Turns out cats kill over 2 billion furry little critters each year.

Results indicate that a minority of roaming cats in Athens (44%) hunt wildlife and that reptiles, mammals and invertebrates constitute the majority of suburban prey. Hunting cats captured an average of 2 items during seven days of roaming. Carolina anoles (small lizards) were the most common prey species followed by Woodland Voles (small mammals). Only one of the vertebrates captured was a non-native species (a House Mouse). Eighty-five percent of wildlife captures were witnessed during the warm season (March-November in the southern US). Cats roaming during warmer seasons were more likely to exhibit hunting behavior and the number of captures per hunting cat is expected to decrease with increasing cat age. Cat age, sex, and time spent outside did not significantly influence hunting behavior.

 

Over the years, I've had both cats and a hybird wolf.

The cat was just an animal shelter rescue but he had a deformity, he had six toes on both his front paws. Generally, we would let him roam our/neighbors yard during the day and would sleep in the house at night. More times than not, there would be a dead furry something on the patio door mat. Sometimes birds, sometimes mice, one time he caught a full grown rabbit and left it as a gift. He would watch us scoop it up with a plastic bag or shovel and you could tell that he was just proud as hell with himself for making an offering. What a funny cat...

Years later, met a Malamute breeder who also had ties to a wolf rescue, and he would breed the wolves with his malamutes. He had a runt that didn't fully meet the "standard" for a wolf hybrid and he gave it to me. While this dog may not have met the physical standard for a hybrid wolf, it had the instincts. Very hard to train, stubborn and independent, but very loyal and mindful of the "pack leader". When I was home, I would let him off the chain and run the property but he was kept on the chain whenever I wasn't home. I lived on 3 acres that bordered farmland and it took me about 4 years to train him to know his territory and keep him from running the farmland to hunt. Whenever he came home after taking off, his face would always be covered in blood and his coat messed up from rolling in whatever smelled good. Once he fully became grown and matured into an adult dog, he stuck more to his territory and rarely ran away. After he learned his territory, anything smaller than him that came into the property became fair game. I had to take away more groundhogs, rabbits, birds, moles, voles, and squirrels than I can remember. I would intentionally let him stalk and catch whatever it was, but tried to take away whatever he killed before he could eat it; fear of disease and such. When I would take him for a walk, I would sometimes scare up rabbits and have them run in his direction just to watch him jump around, shake, and mangle them. Might sound sadistic, but the dog had fun and I truly enjoyed watching his base instincts take control. I put that dog, Max, to sleep when he was 13 and his hips failed and he couldn't walk anymore and then went on a two day boozer. I miss that dog...
 

riser

Illustrious
Cats are killers. Indoor cats kill just to kill.

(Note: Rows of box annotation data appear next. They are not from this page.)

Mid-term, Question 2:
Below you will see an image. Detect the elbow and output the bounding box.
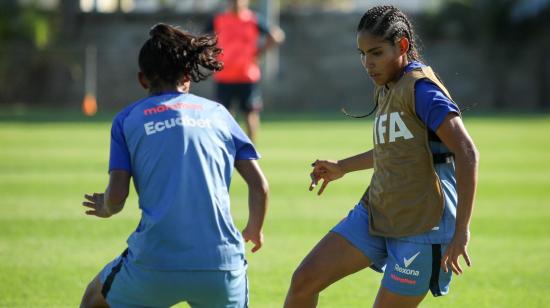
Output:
[463,143,479,169]
[252,178,269,199]
[258,180,269,199]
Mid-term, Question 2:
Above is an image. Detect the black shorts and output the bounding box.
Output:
[216,83,263,113]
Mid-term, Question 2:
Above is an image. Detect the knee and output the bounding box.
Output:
[289,265,321,294]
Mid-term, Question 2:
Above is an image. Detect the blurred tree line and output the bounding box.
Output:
[0,0,550,107]
[417,0,550,108]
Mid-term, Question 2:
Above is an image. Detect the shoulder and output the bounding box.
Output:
[113,98,147,123]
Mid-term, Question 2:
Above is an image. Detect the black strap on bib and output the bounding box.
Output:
[432,152,455,165]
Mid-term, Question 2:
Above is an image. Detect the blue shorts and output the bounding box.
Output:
[216,83,263,112]
[331,202,452,296]
[99,251,248,308]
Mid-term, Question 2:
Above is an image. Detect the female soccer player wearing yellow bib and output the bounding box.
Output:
[285,6,479,308]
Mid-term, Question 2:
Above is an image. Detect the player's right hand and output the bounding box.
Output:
[309,159,345,195]
[82,193,112,218]
[241,225,264,253]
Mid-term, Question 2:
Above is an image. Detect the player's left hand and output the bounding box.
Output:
[441,230,472,275]
[241,226,264,252]
[82,193,112,218]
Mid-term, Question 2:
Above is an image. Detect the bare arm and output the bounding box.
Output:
[235,160,269,252]
[436,114,479,275]
[82,170,130,218]
[309,150,373,195]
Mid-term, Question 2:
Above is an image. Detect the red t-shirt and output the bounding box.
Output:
[213,10,261,83]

I'm glad my cat is declawed.. because my doberman would be dead if the cat still had claws. I'll be hanging out and I start hearing "whack whack whack hissss" and Ilook over to see my cat slapping the crap out of the dog. The dog can't keep up, runs away.. and the cats actualyl chases.

Siamese cat.. explains a lot though. :)
 
Go go necro post!

Lol mine only ever got the random shrew who snuck in. When he was a brand new stray kitty. Full on "here you go master I found this dead thing for you"

Up to three strays from work. But if not for the first perfect one. Sleeping on my leg now. They'd be at the humane society or put down. (last two are a little weird lol)
 


To be fair, how long would you're doberman keep attacking the cat if the cat had been allowed to defend itself? Pretty sure he'd shut up and get lost. or get his face torn off. did you Detooth him when he attacked the cat?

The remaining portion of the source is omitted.